Landry's accepts Fertitta's buyout offer

By

SeafoodSource staff

Published on
May 24, 2010

Landry's Restaurants on Monday agreed to be acquired outright by President, Chairman and CEO Tilman Fertitta, virtually ending a nearly two-year-long bid for the Houston-based seafood restaurant and hospitality company.

Fertitta, who already owns a 55 percent stake in the company, upped his offer to buy all of Landry's outstanding common stock to USD 24 (EUR 19.40) per share. The deal is valued at approximately USD 1.4 billion (EUR 1.1 billion).

That's up USD 3 per share from Friday's closing price and up USD 9.25 per share from Fertitta's previous offer last November. Fertitta has been trying to take the company private for almost two years.
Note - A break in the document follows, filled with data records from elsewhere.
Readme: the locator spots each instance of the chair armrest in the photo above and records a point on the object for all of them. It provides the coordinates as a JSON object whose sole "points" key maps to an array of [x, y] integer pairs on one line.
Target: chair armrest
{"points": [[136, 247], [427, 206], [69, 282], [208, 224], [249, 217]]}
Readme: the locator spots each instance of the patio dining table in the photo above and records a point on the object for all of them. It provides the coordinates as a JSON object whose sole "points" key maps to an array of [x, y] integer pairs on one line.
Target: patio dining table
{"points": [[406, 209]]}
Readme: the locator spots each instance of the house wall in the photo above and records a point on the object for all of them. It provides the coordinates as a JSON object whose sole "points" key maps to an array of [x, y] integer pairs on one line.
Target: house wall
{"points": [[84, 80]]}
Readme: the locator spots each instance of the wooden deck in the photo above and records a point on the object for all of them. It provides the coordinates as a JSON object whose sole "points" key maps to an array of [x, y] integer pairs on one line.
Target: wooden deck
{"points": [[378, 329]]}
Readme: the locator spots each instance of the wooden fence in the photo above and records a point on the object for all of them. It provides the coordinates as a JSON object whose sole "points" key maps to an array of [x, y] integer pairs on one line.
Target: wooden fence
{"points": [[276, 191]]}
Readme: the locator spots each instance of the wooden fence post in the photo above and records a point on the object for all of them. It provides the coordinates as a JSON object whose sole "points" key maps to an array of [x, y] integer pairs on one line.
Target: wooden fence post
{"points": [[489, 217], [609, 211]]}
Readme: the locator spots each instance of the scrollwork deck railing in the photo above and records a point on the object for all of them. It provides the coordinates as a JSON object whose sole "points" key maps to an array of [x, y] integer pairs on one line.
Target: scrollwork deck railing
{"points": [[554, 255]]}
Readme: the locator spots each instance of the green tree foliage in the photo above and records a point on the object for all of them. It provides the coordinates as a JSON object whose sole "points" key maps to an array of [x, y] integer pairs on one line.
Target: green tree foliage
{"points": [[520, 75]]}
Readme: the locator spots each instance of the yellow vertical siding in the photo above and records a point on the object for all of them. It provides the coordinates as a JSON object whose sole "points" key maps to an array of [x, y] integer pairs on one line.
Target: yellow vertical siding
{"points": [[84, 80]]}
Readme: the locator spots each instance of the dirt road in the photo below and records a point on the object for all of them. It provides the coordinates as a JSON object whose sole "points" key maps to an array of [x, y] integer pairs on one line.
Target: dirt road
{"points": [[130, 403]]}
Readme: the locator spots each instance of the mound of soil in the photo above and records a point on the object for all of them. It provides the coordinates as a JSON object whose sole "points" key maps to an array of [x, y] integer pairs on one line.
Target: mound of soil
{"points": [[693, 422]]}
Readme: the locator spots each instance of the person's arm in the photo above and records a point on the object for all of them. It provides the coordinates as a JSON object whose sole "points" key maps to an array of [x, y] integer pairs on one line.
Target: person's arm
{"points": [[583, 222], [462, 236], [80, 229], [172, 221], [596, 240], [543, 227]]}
Fetitta originally proposed a buyout in January 2008. But the bid was cancelled a year later due to conflict over the disclosure of information. Then the company launched a committee to explore alternatives in September 2009.

Monday's agreement includes a "go-shop" provision whereby a Landry's committee will continue to solicit acquisition proposals for 45 days, with the option for at least a 15-day extension for due diligence if necessary.

Landry's banners include Landry's Seafood House, Charley's Crab and The Chart House; it also owns the Golden Nugget Hotel & Casino in Las Vegas and Laughlin, Nev. Last month, the company announced that it's acquiring The Oceanaire Seafood Room, a 12-restaurant upscale seafood chain based in Minneapolis.